A land restoration project unlike anything ever attempted in the country is at the precipice of being approved in Louisiana. The release of a U.S. Army Corps of Engineers report on the viability of the state’s highly touted $2 billion sediment diversion initiative puts the proposal on the “two-yard line,” according to a source involved in the process. 

The report, an environmental assessment that looked into the anticipated effects of diverting sediment from the Mississippi River and into the Barataria Basin in the short- and long-term, weighed the benefits of generating estimated 20-square miles of sorely needed land with the possibility of creating unintended consequences for the nearby region. 

Chip Kline, Louisiana Coastal Protection and Restoration Authority chairman, voiced excitement over the report’s long-awaited release to the public, saying that the timing indicates a green light from state authorities via construction and funding permits by December if things go smoothly. The report’s findings must be carefully considered until then, as it looked to address roughly 40,000 queries from the public in addition to the environmental projections. 

However, Kline is optimistic. “This is a monumental moment for the state and the state’s coastal program,” said the chairman, who embraces the potential of what he says his office was told is “the largest coastal restoration project in the country and the largest of its type anywhere in the world.”

Photo Courtesy CWPPRA

It is no surprise that Louisiana is the government attempting such an undertaking.

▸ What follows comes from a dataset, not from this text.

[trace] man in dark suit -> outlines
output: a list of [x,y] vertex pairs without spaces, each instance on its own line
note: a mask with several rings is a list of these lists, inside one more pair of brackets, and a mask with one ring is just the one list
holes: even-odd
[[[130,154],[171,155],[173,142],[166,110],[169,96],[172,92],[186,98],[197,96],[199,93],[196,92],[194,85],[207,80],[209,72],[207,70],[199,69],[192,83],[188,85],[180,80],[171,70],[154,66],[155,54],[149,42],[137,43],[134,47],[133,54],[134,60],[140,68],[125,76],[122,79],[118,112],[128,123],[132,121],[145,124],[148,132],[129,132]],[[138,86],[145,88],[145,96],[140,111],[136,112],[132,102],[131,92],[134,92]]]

Besides the extensive history of resiliency battles during various extreme weather events, most notably 2004’s Hurricane Katrina — a situation made worse by New Orleans’ vulnerability to tropical storms — the state’s Barataria Basin has lost roughly 300,000 acres of land since 1932. That’s a land mass comparable to the entire state of Delaware. If not addressed eventually, the region will lose twice that over the next 50 years. The reality of rising water levels and how that effect intensifies tropical storms and hurricanes also potentially leads to a quicker loss than anticipated. 

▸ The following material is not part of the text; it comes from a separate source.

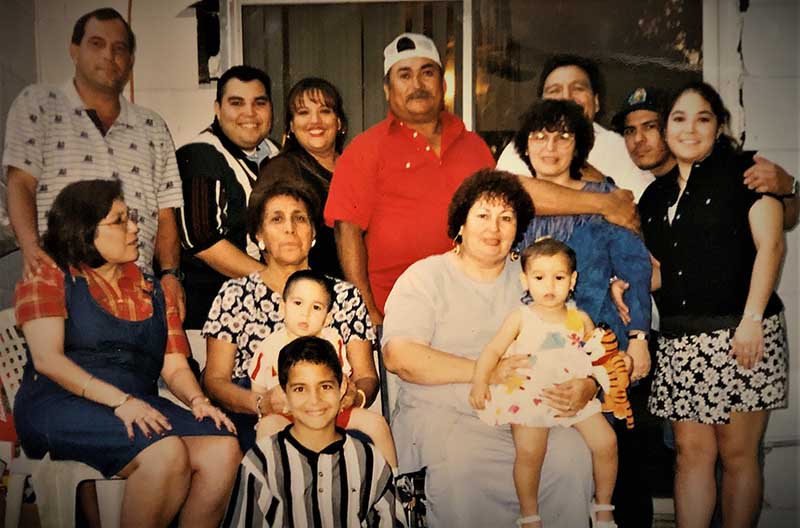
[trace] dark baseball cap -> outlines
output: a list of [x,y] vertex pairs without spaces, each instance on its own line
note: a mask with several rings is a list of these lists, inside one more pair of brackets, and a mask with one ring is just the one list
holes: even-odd
[[663,90],[652,87],[636,88],[625,98],[620,111],[611,118],[611,126],[621,134],[628,114],[636,110],[651,110],[660,115],[664,113],[665,104],[666,93]]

Proponents say the project will come down to its implementation. Sediment diversion is precisely the natural process that shaped Louisiana. What sat there previously was nothing but water, and millions of years of a flowing Mississippi slowly began to move sediment until it formed into a livable landmass. Humans eventually constructed levees along the river to sustain their growing towns, thus restricting that essential sediment flow that had built Louisiana’s foundation.

The 2022 plan would use a similar process to slowly divert sediment from the upper Mississippi into the Barataria Basin, which would net out to an extra 13,400 acres created by 2070. 

Photo Courtesy Coastal Protection and Restoration Authority

As one might expect, billion-dollar projects involving artificially shaping terrain don’t come without potential risks. Commercial fisheries would see their catch numbers reduced for a few categories, including brown shrimp, oysters, and certain finfish species. The basin’s bottlenose dolphin population would be negatively affected by the introduction of freshwater. However, proponents are weighing these risks against the resources lost from inaction and the potential for widespread resident displacement. 

The report also mentions the inclusion of a $380 million project within the greater proposal, money that would be used for mitigating these exact outcomes for the basin’s wildlife and affected businesses. Something else to note is the thematic importance of the source of the $2.6 billion total. The funding comes from legal damages from the 2010 lawsuit against British Petroleum over the Deepwater Horizon oil spill.